Looking to Buy? Ditch Brooklyn and Cozy Up To Queens

If you want to buy an apartment or house in New York, you may want to forget about Brooklyn (seriously, fuhgeddaboudit) and stake your claim in Astoria, Forest Hills or Flushing. 

The median price for a new home in Brooklyn is a wallet-busting $570,110, an 11-year high, according to a new report on fourth-quarter sales from the real estate firm Douglas Elliman. In Queens, the median price is a relative steal: $372,700.

Real estate appraiser Jonathan Miller says both boroughs had a lot of sales toward the end of 2013 and have low inventory, so buying in Queens is no cakewalk, but median sales prices in Brooklyn are rising more than four times as fast. 

Miller has even taken to calling Queens "the new Brooklyn" because it's proving a draw for people fleeing Manhattan, where prices are through the roof (of your tiny studio apartment). 

"People are being priced out of Brooklyn now, and Queens is a viable option," he said. 

Of course, if you're like most New Yorkers, you're a renter. 

Fortunately, the median rent in Manhattan is no longer going up and up as people have come to expect.

Unfortunately, it's still $3,100 a month, which gets you a 1200-ft 3-bedroom in Washington Heights or a 1-bedroom half that size in the West Village (as long you don't have pets).

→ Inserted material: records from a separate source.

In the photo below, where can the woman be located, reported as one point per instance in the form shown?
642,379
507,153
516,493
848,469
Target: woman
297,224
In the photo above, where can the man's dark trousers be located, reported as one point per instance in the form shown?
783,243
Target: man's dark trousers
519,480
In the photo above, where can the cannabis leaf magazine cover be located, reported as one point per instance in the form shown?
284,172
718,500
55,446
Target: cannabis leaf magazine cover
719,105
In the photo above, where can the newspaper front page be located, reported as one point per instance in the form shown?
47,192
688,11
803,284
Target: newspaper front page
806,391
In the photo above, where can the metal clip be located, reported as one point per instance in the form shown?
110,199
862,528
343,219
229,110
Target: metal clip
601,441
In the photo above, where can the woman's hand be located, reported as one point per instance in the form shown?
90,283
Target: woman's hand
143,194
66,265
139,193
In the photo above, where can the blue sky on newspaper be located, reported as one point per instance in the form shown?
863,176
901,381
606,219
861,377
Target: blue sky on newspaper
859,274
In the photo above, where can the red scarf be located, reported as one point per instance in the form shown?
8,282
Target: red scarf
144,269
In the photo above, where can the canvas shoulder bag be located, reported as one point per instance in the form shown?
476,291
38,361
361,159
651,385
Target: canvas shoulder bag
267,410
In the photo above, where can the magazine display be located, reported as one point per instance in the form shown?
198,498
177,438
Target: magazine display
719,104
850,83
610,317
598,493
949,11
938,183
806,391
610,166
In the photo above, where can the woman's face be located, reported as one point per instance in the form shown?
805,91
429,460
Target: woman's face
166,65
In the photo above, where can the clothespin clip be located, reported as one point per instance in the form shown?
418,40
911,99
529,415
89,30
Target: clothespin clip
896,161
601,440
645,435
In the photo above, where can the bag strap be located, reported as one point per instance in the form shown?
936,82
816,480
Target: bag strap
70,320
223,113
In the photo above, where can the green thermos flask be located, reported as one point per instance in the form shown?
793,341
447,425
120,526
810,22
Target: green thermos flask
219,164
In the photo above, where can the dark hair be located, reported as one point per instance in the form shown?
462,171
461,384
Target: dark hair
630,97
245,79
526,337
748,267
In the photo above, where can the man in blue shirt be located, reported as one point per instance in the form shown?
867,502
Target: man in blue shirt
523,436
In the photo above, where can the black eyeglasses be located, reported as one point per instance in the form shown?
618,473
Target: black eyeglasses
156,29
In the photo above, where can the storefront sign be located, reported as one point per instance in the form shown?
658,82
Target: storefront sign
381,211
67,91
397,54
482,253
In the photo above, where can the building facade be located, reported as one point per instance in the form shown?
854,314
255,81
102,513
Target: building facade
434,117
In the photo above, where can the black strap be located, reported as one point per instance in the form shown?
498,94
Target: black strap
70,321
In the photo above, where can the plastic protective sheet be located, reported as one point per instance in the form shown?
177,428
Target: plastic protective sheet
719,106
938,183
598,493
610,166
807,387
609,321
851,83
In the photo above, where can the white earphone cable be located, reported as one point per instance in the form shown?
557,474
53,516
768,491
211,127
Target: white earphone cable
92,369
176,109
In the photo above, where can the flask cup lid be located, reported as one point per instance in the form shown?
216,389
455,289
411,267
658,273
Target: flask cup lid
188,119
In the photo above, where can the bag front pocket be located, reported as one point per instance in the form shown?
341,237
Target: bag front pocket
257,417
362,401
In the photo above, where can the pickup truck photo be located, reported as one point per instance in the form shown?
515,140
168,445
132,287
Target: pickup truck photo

It will be easier to find a place — the vacancy rate in Manhattan is at its highest level in more than 7 years — but Jonathan Miller says renters shouldn't get their hopes up. 

"I think rents, while they're not rising as quickly in the near future, I don't expect them to decline quickly either," he said.

The median rental price in Brooklyn is $2,660, only a slight uptick from the same period last year.

According to Miller, rent prices in Manhattan and Brooklyn have remained in check due to the large number of sales in both boroughs. When people purchase homes, they take some of the steam out the rental market.